Ojalá se parase el mundo. Pero cuando alguien a quien quieres muere, el mundo no se para. Había escuchado y leído la expresión muchas veces, y ese día deseó que fuera cierta, lo deseó con la misma fuerza con que se desea que exista Dios, o el amor verdadero, porque si no es así… La muerte le había enseñado la primera lección cuando era muy pequeña y perdió a su amatxi Juanita, con la muerte de su padre cuando era una adolescente y hasta con la que pudo ser su propia muerte. Cuando alguien a quien quieres muere, el mundo no se detiene, pero se reconfigura a tu alrededor como si el eje del planeta se hubiese torcido un poco, de un modo imperceptible para los demás y que, sin embargo, a ti te dota de una clarividencia que te permite percibir aspectos de la realidad que nunca imaginaste, transformándote de pronto de espectador a tramoyista, concediéndote el dudoso honor de ver la obra desde la parte oculta del escenario, la parte reservada a los que no participan. Ahí están los hilos, los nudos y las andas que mueven el decorado, y descubres de pronto que desde cerca se percibe irreal, polvoriento y gris. El maquillaje de los actores es exagerado, y sus voces forzadas están dirigidas por un apuntador aburrido que recita una obra en la que ya no tienes un papel. Cuando alguien que quieres muere, él pasa a ser el protagonista de una función en la que tú estás invitado y de la que no te sabes el texto, porque aunque Jonan Etxaide había sido asesinado y yacería pronto sobre la mesa de San Martín, la influencia de su ausencia dominaría los días siguientes con tanta fuerza como si estuviese vivo y dirigiera aquella obra.

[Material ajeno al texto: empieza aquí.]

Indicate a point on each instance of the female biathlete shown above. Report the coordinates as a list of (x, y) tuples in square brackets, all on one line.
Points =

Le dolían las piernas, la espalda, la cabeza. Sentada en la sala de espera del Instituto Navarro de Medicina Legal, pensaba en la multitud de ocasiones en las que había visto pasar a los familiares de las víctimas esperando, como ahora lo hacía ella. Recorrió la sala con la mirada, estudiando los gestos de sus compañeros, que se habían sentado juntos y susurraban con aquel tono reservado para los velatorios y que le hizo pensar en las mujeres reunidas en el caserío de los Ballarena. Se puso en pie y caminó hasta la ventana. Los copos grandes y secos habían blanqueado la calle amortiguando los sonidos de la ciudad, que parecía sorpresivamente detenida por la fuerza de la nevada. Pensó entonces que Elizondo estaría precioso, y más que nada en el mundo deseó volver a casa. Montes se colocó silencioso a su lado y con gesto de disculpa le tendió un vaso de papel lleno de café. Ella lo tomó de sus manos.
—Usted sabía que estaba muerto cuando me llamó.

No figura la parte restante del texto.